Daniels explained that supply chain risks related to labor practices can exist at multiple levels of distance from the primary manufacturing source the company has contracted to purchase from. If a supplier is the sole provider of a particular product for a company and forced labor has been identified at these lower supply chain levels, Daniels says many companies now monitor and mitigate product production through contracts.
“Companies go directly to the supplier and use their purchasing power to draw up contracts that state they can only use certain factories to make the product,” Daniels said. “Major defense companies have started doing this because of all the restrictions on critical minerals from China and permanent magnets from China. But this only undercuts the service on how to track forced labor,” he said.
Daniels said Chinese companies in particular “use forced labor in China to drive extremely cheap products to these secondary countries at favorable tariff rates and then divert those goods to the United States or other markets.” “This is financial abuse,” he said.
Exiger found that in addition to furniture, other industries such as kitchen cabinets, automotive parts (gears, drivetrains, carburetors) and electronics are also investing billions of dollars in countries like Vietnam and other Southeast Asian countries to avoid tariffs.

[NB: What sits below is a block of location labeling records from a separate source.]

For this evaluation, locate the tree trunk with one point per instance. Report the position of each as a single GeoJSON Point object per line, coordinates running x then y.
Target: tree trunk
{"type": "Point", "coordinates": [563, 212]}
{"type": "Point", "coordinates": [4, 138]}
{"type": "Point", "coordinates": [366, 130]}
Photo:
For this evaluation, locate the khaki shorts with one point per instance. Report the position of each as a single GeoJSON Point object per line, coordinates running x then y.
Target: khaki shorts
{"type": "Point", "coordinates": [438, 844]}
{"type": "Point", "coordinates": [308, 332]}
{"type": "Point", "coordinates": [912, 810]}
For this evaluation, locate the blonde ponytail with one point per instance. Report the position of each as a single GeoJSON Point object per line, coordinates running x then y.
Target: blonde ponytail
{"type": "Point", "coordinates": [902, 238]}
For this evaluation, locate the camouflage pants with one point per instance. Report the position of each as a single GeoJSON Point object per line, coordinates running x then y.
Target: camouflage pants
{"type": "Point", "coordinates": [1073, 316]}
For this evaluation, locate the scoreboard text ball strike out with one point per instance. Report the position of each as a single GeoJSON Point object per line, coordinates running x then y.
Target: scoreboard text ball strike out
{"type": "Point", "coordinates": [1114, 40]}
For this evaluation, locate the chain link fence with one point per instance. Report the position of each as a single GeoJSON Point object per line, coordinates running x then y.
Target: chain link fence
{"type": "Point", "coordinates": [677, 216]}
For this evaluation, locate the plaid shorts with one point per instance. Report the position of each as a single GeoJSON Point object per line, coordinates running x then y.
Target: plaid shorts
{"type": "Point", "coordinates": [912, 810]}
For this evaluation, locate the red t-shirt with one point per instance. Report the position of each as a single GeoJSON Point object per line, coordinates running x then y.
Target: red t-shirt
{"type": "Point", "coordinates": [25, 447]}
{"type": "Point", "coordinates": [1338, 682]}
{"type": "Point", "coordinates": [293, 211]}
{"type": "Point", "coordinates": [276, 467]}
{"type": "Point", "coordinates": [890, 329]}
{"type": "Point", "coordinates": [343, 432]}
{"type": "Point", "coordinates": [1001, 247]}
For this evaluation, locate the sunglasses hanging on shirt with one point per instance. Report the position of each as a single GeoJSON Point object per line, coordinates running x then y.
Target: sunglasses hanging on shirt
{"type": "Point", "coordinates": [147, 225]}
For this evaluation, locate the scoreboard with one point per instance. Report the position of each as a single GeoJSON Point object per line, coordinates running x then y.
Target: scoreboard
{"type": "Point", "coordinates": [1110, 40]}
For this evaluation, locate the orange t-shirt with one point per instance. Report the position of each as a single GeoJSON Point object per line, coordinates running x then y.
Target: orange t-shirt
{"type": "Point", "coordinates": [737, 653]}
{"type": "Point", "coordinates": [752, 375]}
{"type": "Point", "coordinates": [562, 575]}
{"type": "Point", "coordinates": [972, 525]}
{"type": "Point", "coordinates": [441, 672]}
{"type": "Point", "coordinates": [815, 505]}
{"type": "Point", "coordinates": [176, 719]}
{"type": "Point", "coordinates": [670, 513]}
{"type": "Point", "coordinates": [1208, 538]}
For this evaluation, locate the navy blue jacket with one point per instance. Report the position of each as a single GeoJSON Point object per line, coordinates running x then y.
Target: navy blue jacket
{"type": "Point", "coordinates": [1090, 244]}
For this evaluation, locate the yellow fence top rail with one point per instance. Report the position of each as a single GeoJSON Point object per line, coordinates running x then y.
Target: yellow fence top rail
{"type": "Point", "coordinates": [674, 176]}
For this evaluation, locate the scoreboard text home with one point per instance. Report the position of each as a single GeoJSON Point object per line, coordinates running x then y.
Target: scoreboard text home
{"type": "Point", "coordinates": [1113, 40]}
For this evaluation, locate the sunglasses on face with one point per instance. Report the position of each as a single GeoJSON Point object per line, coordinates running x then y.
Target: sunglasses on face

“Shadow factories in intermediate countries also employ fewer workers there for products that are predominantly produced using forced labor in Chinese factories. This affects the growth of their businesses,” Daniels said.
Trump’s tariffs hit Chinese exports to the United States and brought significant new revenue to the government. US Customs and Border Protection reported In the first year of Trump’s second term, the government collected more than $305 billion in customs duties, taxes and fees, including $250.9 billion in tariff revenue. Enforcement actions to circumvent the tariffs generated an additional $1.2 billion in revenue. Closing the de minimis deficit resulted in Customs receiving more than $1 billion in compensation.
But if the trade war has forced China to change its strategy, it hasn’t resulted in weakening China’s manufacturing juggernaut, Daniels says. “China’s economic dominance is maintained through these deceptive practices of investing billions of dollars in these shadow facilities,” he said. “This complicates enforcement efforts on forced labor and gives China an economic advantage.”